V. La gestion de la fête
Tous les aspects de la fête font l'objet d'une gestion
de la part des organisateurs de soirées techno. Seulement les
répertorier exhaustivement ne ferait qu'alourdir ce travail (qui compte
déjà de nombreuses pages consacrées à la gestion de
l'organisation) sans toutefois satisfaire le besoin de compréhension.
Nous nous centrerons donc sur comment les organisateurs gèrent deux
types de préoccupations différentes, l'une ayant directement
trait à la fête, la seconde relevant du spectre élargi du
temps de loisir.
V.1.La gestion des risques
"Dans les règles de l'art", organiser la soirée
techno ne se résume plus à vouloir faire la fête
en communauté et simplement réunir les éléments
constitutifs de la fête. Les organisations reçoivent du public
composé de participants dont les intentions sont variables allant de la
volonté d'apprécier
87 Voir en annexe le descriptif des formation Trancemission p.
207.
une manifestation de la culture techno à passer une
"soirée déchaînée", pour reprendre Monique Dagnaud,
en passant par sortir simplement entre amis. "Les jeunes de l'enquête
suivent l'évolution des pratiques culturelles des Français, mais
en surmultiplication : ils constituent la frange avancée, ceux qui
sortent le plus, ceux qui consomment le plus de boissons alcoolisées et
de drogues diverses", souligne-t-elle 88 (Dagnaud M.,
2008). Les organisateurs doivent donc faire face à des situations de
dangerosité.
Pour assurer la gestion de l'hygiène et de la
sécurité, les organisateurs font appel à des
équipes spécialisées dans ces domaines particuliers. Ils
recourent à des agents de sécurité professionnels et
à des associations humanitaires. Même si pour la
sécurité ce n'est pas spécifié explicitement,
l'intervention de ces spécialistes est une "mission rave". La fête
techno requiert des compétences adaptées au public : faire croire
que les participants sont libres et responsables tout en limitant les
éventuels abus.
Une association de sécurité s'est
créée dans ce champs à Perpignan : Association
Sécurité Pour Tous (ASPT). Elle assure la sécurité
pour les différentes organisations qui montent des soirées.
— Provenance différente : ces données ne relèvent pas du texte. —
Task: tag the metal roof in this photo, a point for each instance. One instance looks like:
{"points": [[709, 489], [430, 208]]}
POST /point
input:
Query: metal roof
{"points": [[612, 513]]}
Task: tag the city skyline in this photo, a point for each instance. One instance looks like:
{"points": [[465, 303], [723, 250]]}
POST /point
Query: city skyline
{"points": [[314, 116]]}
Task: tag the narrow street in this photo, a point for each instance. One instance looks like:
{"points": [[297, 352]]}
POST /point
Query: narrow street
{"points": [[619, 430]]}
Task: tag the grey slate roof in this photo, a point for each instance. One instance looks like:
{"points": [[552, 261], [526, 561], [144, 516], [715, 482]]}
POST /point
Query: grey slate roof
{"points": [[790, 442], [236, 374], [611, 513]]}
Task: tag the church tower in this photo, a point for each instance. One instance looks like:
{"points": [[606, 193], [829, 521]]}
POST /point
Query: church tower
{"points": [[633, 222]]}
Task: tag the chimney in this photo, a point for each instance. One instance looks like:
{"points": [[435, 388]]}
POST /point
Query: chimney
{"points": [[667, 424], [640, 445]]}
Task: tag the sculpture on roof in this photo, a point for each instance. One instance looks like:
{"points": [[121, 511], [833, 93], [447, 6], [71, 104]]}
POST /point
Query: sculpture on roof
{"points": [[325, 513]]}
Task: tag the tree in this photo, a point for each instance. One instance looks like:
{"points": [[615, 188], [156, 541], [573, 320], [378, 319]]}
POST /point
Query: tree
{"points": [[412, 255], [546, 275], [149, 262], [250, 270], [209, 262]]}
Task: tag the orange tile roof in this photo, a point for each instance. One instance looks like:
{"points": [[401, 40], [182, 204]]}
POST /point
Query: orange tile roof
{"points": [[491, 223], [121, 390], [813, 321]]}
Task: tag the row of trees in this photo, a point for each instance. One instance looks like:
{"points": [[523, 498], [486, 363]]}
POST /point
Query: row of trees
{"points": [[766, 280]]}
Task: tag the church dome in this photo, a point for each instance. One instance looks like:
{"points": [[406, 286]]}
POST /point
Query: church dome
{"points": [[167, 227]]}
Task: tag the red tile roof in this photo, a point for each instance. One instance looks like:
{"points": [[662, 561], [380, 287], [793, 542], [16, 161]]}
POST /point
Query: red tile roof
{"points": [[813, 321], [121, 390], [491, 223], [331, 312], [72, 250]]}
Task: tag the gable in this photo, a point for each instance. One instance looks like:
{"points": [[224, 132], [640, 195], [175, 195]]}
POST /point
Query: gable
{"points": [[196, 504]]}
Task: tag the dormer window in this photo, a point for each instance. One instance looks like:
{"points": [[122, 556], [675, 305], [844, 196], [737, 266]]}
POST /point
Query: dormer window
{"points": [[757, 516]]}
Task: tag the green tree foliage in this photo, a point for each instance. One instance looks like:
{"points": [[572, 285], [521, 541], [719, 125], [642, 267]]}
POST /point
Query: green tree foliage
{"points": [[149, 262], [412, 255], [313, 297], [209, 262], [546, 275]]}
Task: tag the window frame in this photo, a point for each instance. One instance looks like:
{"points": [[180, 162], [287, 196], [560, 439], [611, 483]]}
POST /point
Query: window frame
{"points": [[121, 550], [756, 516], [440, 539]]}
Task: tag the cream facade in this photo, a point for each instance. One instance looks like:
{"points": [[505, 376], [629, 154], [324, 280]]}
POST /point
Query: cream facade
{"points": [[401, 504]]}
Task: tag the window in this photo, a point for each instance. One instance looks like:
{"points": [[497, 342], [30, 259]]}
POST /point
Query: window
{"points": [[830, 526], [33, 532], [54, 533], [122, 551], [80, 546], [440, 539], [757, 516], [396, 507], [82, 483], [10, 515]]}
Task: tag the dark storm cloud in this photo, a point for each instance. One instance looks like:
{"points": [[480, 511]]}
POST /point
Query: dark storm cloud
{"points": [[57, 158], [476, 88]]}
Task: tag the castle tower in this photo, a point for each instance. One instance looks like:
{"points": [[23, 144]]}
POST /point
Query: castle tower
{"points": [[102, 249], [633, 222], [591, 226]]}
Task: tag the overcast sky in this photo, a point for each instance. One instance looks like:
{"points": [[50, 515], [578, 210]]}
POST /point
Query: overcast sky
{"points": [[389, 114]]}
Ce
sont des agents de sécurité professionnels qui interviennent dans
les soirées techno sous le titre de bénévoles. Mais ils
sont rémunérés pour garantir l'accomplissement de leur
mission. Qui passerait sa soirée à faire la police gratuitement !
Ils sont sélectionnés en fonction de leur capacité
à s'adapter au contexte. Un comportement inadapté de leur part
pourrait avoir des effets contraires car ils seraient perçus comme une
atteinte à la liberté et un abus de l'autorité.
Au cours de mon enquête, les intervenants de
prévention santé étaient des bénévoles
envoyés par l'association humanitaire Médecins du Monde dans le
cadre explicité de la "Mission Rave". Les risques liés à
la toxicomanie, très présents dans les fêtes techno, sont
leur priorité. Leur rôle est de veiller à la santé
des participants et au besoin de recourir à des secouristes plus
expérimentés, comme les pompiers. Seulement, les organisateurs
cherchent à ne pas ébruiter les incidents se produisant dans
leurs fêtes car ils ne veulent pas que ce soit la fête et
l'organisation qui soient incriminées. De plus, aucune antenne de
Médecins du Monde n'est implantée à Perpignan. Les
organisations font alors appel aux groupes de Toulouse et/ou de Montpellier.
Cette distance est un obstacle à la prévention de la toxicomanie
sur le territoire des Pyrénées Orientales. Premièrement
elle complexifie le dialogue sur les risques de la fête avec les
organisations en dehors des fêtes. Secondement, les prises de contacts
entre les intervenants et les usagers au cours des soirées sont
laissées sans suite ou ne peuvent faire l'objet d'un suivi.